Concernant les suies, "nous n'avons pas de situation alarmante", a dit le préfet, sauf la présence de plomb dans certaines analyses "mais qui sont vraisemblablement imputables à des traces historiques, et situées principalement sur des axes ou à proximité de voies très fréquentées", a-t-il dit. Sur les 55 écoles de Rouen, seules trois ont été touchées par les suies et elles devraient rouvrir lundi matin, ont assuré les autorités.
D'après une journaliste de l'AFP présente à Rouen, une forte odeur se faisait toujours sentir samedi après-midi dans la ville.
"Je ne minimise pas les éléments d'inconfort. Mais à l'échelle d'une population de 100.000 habitants, nous ne sommes pas dans une situation de masse qui frapperait toute l'agglomération rouennaise", a affirmé le préfet, qui a évoqué "une catastrophe majeure".
Enfin la présence d'amiante a été confirmée sur le site, "dans la toiture des bâtiments" et un programme de mesures de fibres dans l'air a été lancé dans un rayon de 300 m autour du site.
Côté judiciaire le parquet de Rouen, qui a reçu plusieurs plaintes, a décidé d'élargir l'enquête ouverte initialement pour "destructions involontaires par l'effet d'une explosion ou d'un incendie" à "mise en danger d'autrui".
Me Jonas Haddad, avocat de Rouen, a dit avoir été sollicité par plusieurs personnes, mais aussi par des entreprises, et s'attend "à une centaine de plaintes". "On peut comparer cela à une marée noire dans l'air, ça ne se calme pas", a-t-il déclaré.
Le PDG de Lubrizol France, Frédéric Henry, s'était dit, lui, vendredi "très étonné de voir un incendie qui se déclare en pleine nuit, dans un endroit où il n'y a personne".
Demande de transparence
Plusieurs syndicats, dont la CGT et Solidaires, mais aussi des associations écologistes (Greenpeace, France nature environnement) ont appelé à manifester mardi à 18h devant le palais de justice, exigeant "une transparence complète" sur cet accident industriel. Dans un communiqué commun, ils regrettent que "la liste des produits qui ont brûlé n'ait pas été communiquée".
Plusieurs députés de gauche, dont le numéro un du PS Olivier Faure, ont réclamé l'ouverture "dès la semaine prochaine" d'une commission d'enquête parlementaire sur cet incendie, comme pour l'usine AZF il y a 17 ans.
"Le Tout va très bien, madame la marquise est la pire des communications dans ce genre de circonstances. L'incendie de Lubrizol est le plus grave accident industriel depuis AZF en 2001. Le nuage de fumée, les risques de pollution par les suies et les hydrocarbures sont loin d'être anodins", a aussi estimé Delphine Batho (Génération écologie), ex-ministre de l'Écologie, dans Le Parisien samedi.

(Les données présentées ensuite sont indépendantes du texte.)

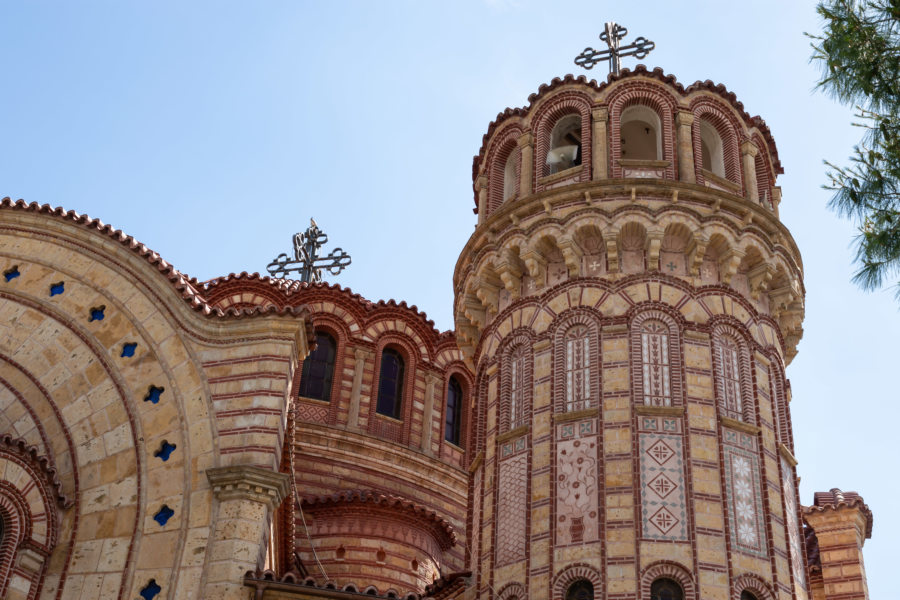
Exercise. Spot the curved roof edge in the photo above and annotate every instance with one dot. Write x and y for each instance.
(289, 292)
(658, 73)
(388, 501)
(835, 499)
(186, 287)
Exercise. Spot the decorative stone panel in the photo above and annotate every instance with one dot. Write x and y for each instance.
(577, 510)
(743, 492)
(663, 505)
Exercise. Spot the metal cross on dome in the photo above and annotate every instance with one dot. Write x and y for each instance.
(614, 32)
(307, 261)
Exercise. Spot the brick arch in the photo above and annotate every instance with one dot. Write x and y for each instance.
(722, 326)
(386, 326)
(753, 584)
(765, 179)
(520, 340)
(337, 328)
(16, 519)
(729, 130)
(459, 370)
(29, 511)
(505, 143)
(674, 321)
(667, 569)
(561, 105)
(561, 325)
(778, 393)
(570, 575)
(653, 96)
(512, 591)
(381, 425)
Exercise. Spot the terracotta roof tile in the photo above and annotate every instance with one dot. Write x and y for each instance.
(639, 70)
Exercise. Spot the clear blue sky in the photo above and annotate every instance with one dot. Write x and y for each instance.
(212, 131)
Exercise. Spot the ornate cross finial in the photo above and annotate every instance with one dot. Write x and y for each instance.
(307, 261)
(614, 32)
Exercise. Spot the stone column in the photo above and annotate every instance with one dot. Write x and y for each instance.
(685, 141)
(431, 382)
(842, 522)
(748, 157)
(360, 354)
(246, 497)
(526, 169)
(600, 145)
(481, 186)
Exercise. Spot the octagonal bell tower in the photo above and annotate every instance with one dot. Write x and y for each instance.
(630, 299)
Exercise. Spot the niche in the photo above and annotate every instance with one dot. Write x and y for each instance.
(565, 145)
(640, 134)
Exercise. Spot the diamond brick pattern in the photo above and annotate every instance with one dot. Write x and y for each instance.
(663, 505)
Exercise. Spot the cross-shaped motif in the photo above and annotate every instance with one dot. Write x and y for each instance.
(612, 33)
(307, 261)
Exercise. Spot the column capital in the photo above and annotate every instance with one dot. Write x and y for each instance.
(748, 147)
(683, 117)
(244, 482)
(360, 353)
(600, 113)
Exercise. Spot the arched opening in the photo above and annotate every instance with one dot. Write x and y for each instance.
(666, 589)
(511, 175)
(453, 418)
(580, 590)
(516, 409)
(578, 370)
(728, 376)
(641, 134)
(565, 144)
(712, 155)
(390, 384)
(655, 363)
(318, 369)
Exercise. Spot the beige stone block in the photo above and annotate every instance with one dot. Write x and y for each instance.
(86, 556)
(113, 555)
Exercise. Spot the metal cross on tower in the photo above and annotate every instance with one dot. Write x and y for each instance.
(614, 32)
(307, 261)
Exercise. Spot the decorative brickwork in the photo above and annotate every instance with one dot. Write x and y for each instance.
(577, 511)
(577, 365)
(664, 514)
(743, 492)
(573, 573)
(512, 502)
(626, 327)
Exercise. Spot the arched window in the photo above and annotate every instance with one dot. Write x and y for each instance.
(565, 144)
(390, 384)
(318, 369)
(580, 590)
(641, 134)
(578, 369)
(712, 154)
(517, 391)
(453, 420)
(655, 363)
(665, 589)
(728, 376)
(511, 175)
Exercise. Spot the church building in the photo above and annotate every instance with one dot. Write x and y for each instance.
(609, 418)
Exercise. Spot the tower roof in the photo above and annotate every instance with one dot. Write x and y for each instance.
(639, 71)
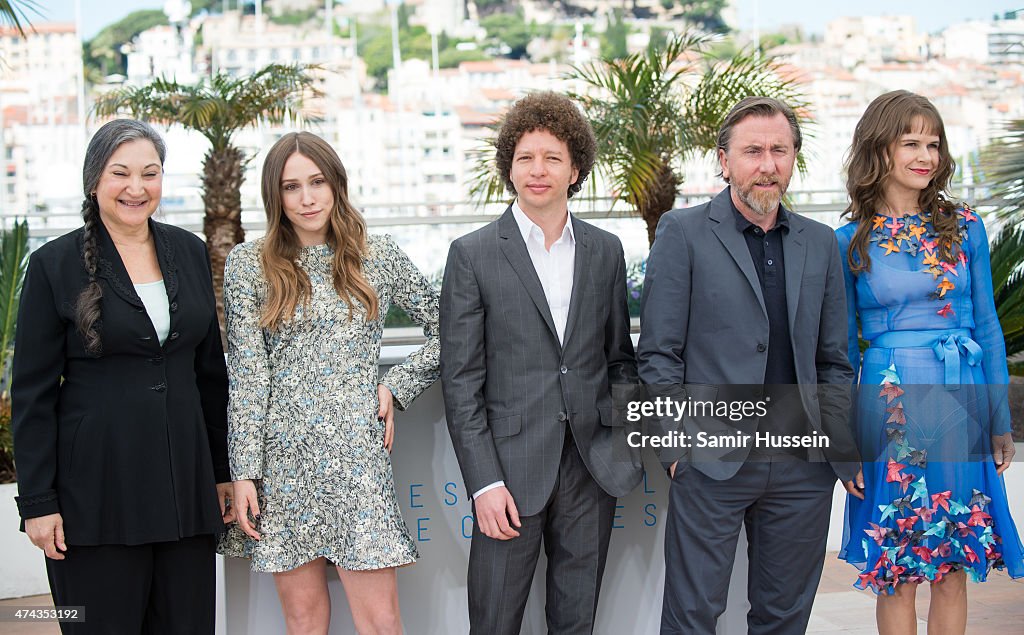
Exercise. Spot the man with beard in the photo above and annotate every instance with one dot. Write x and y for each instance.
(743, 299)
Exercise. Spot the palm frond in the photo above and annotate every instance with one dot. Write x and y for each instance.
(1007, 260)
(1003, 164)
(13, 261)
(221, 106)
(13, 13)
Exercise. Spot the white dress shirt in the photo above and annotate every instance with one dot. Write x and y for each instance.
(555, 267)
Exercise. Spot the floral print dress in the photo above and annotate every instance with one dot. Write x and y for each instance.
(302, 415)
(933, 391)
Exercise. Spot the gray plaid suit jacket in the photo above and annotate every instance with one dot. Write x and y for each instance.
(510, 388)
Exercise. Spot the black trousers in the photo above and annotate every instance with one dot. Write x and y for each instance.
(126, 590)
(784, 505)
(574, 528)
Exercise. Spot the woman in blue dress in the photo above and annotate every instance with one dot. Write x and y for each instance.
(933, 420)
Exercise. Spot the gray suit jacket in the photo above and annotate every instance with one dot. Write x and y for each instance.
(705, 328)
(510, 388)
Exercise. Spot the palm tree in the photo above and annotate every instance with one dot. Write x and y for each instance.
(218, 108)
(1004, 165)
(13, 13)
(652, 110)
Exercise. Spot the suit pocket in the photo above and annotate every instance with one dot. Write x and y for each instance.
(505, 426)
(608, 419)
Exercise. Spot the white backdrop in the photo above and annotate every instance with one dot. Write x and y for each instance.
(436, 508)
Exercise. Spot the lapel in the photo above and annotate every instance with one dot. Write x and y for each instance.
(720, 211)
(581, 265)
(794, 254)
(112, 268)
(515, 252)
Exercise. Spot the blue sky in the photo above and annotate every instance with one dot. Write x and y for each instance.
(931, 15)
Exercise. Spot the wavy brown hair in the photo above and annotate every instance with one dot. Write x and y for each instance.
(868, 165)
(559, 116)
(288, 285)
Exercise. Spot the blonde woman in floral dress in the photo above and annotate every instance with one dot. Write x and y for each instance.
(933, 421)
(310, 424)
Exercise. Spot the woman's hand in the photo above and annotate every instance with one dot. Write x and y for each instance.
(1003, 452)
(47, 534)
(224, 494)
(386, 414)
(245, 502)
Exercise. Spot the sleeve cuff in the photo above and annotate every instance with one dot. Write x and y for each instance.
(497, 483)
(38, 505)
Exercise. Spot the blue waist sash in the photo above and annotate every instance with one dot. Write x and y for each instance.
(947, 344)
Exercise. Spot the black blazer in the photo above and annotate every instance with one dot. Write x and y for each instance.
(127, 446)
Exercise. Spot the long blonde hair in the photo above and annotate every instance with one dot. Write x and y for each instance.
(288, 285)
(869, 163)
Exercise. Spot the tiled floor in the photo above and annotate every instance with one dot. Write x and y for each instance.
(995, 606)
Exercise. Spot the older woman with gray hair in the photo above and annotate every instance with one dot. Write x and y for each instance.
(119, 404)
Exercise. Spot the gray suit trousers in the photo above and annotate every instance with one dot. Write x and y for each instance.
(784, 504)
(576, 528)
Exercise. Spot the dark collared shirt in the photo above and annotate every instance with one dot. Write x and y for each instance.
(780, 370)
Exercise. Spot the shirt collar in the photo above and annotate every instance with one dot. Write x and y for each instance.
(526, 226)
(742, 224)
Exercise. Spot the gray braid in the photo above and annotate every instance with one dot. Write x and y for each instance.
(103, 143)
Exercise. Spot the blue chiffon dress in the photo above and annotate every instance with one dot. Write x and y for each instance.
(932, 393)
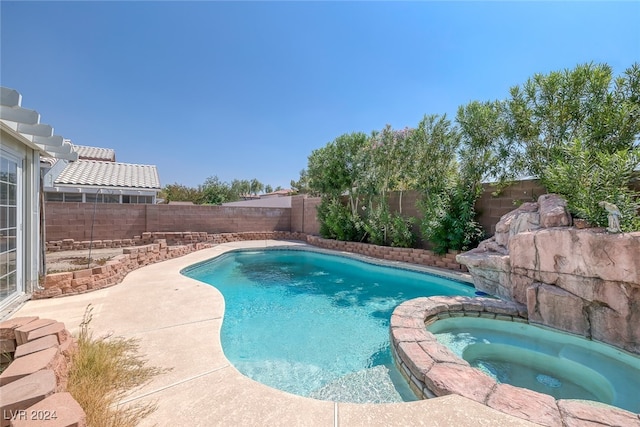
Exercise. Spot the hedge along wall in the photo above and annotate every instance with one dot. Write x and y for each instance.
(124, 221)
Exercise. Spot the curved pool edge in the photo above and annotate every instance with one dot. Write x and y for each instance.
(177, 321)
(434, 370)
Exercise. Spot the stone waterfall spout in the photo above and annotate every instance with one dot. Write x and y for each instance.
(583, 281)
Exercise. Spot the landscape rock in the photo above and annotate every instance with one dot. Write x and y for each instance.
(25, 392)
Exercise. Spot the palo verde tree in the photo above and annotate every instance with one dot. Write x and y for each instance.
(334, 170)
(549, 112)
(579, 131)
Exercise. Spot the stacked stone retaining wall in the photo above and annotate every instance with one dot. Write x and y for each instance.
(155, 247)
(35, 355)
(80, 281)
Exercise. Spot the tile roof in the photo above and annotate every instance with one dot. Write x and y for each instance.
(109, 174)
(95, 153)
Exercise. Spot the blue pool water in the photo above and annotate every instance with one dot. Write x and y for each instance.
(314, 324)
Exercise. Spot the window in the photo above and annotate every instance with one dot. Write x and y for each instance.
(54, 197)
(9, 239)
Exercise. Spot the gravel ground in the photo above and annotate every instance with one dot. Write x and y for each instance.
(78, 260)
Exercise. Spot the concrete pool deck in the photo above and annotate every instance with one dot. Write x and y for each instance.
(177, 321)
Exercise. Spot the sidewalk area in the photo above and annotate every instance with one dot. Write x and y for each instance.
(178, 320)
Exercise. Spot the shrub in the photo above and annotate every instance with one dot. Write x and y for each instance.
(102, 371)
(449, 220)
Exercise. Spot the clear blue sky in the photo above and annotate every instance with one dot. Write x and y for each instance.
(247, 90)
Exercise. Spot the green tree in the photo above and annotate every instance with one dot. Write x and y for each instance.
(240, 187)
(256, 186)
(215, 192)
(301, 186)
(338, 168)
(179, 193)
(551, 111)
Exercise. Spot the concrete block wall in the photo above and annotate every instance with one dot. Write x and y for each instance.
(83, 221)
(304, 214)
(155, 249)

"Ce qui me rassurerait, c'est qu'on lance un protocole de suivi épidémiologique et sanitaire sur la population exposée", a expliqué sur Europe 1 David Cormand, secrétaire national d'EELV et élu de la métropole de Rouen.
Preuve de l'importance de la pollution, le large nuage qui s'est échappé de l'incendie, long de 22 km et large de six kilomètres, est remonté vers le nord de la France comme en témoigne le maire de Bohain-en-Vermandois Yann Rojo, commune au nord de l'Aisne, à 200 km de Rouen qui a affirmé samedi que ses habitants ont "constaté des flaques d'eau brunâtres, teintes de résidus d'hydrocarbure" et "des traces de suie".
Autour de Rouen les agriculteurs ont été touchés de plein fouet avec un "gel" des productions et des récoltes susceptibles d'avoir été exposées à la suie "jusqu'à obtention de garanties sanitaires", a précisé le préfet.